Kristjana Xhuxhi

Kristjana Xhuxhi

Kristjana Xhuxhi

At present I am in Madrid finishing my masters in molecular biomedicine at the Universidad de Autonoma Madrid; specializing in neuroscience. Before this I completed a biochemistry degree at Imperial College London after having roamed around for a few years travelling in a camper van and teaching English in different countries. When I was a child, I emigrated with my family from Albania to London as refugees and since then have realized that the only certainties in life are the ones in our minds. I have particular interest in the disorders like schizophrenia and psychosis as well as in spirituality and enlightenment. I have slowly come to believe that psychedelics can possibly be important in understanding what is happening in the brain in these very different conditions which are similar in their certainty.

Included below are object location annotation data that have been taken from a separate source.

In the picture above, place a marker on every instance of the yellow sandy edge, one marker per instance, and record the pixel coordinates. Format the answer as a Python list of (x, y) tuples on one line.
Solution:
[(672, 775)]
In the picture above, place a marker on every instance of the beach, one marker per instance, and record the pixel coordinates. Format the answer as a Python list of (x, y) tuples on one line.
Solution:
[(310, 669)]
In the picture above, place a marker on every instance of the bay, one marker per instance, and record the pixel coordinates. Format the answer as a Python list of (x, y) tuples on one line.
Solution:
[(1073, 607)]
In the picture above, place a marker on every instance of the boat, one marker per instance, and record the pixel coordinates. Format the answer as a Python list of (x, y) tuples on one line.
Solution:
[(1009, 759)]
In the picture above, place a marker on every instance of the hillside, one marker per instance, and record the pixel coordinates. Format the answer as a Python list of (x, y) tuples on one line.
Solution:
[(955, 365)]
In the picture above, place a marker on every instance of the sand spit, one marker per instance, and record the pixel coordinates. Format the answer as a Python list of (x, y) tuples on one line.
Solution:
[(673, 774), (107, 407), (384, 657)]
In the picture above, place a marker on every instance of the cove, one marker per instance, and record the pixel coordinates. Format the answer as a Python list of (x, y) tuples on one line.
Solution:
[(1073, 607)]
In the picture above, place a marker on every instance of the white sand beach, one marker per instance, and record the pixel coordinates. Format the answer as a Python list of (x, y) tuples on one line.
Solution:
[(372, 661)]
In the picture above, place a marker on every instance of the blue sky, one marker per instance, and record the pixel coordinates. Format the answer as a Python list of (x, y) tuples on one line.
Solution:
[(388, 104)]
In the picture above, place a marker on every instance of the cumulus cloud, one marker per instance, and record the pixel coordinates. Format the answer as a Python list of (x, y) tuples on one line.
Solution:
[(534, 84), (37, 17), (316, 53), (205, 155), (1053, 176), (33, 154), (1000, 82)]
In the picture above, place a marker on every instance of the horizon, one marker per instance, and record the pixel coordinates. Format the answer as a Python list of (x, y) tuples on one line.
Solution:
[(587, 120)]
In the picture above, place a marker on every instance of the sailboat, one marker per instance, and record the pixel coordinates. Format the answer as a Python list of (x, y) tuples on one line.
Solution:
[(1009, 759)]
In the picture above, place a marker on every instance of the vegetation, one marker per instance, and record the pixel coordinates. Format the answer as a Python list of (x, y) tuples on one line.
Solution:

POSTER TITLE: The fine line between psychosis and enlightenment

Abstract: With psychedelics it is clear that the present is amplified so that we are able to focus on reality unfiltered. We can see things without insecurities and past bruises that hang on us like curtains. But this unfiltered reality it can become dangerous and essentially not useful if one does not remain aware and selective. An image of a child comes to mind who is drawn to everything and sees all as significant. There are too many dots connected; one can become limitless to meaning. Concentrating too much on each individual dot you forget about all the other dots and hence their meaning gets shifted; so in fact you see the meaning of nothing as you don’t see the big picture. It is in only in the whole (which is made up of all the dots) that there is a meaning. In a period of awakening individuals seem to see everything as connected both directly and indirectly. You realize the power you have; you see you are your own creator and master. But where is the line that distinguishes a moment of enlightenment from being different to one of psychosis? Among different theories manic patients who suffer from schizophrenia for instance, have been noted to have a hyperactive dopaminergic signal transduction focusing too much on separate entities which are in fact meaningless. In an individual under the influence of psychedelics depending on the environment, state of mind and dosage there can be a similarly profound meaningless experience…. Could it be that there is similar biological process occurring in that instant of mania as in a moment of unbreakable enlightenment induced by psychedelics and other means? A moment of enlightenment if mapped in the brain how different would it be to that of a moment of psychosis?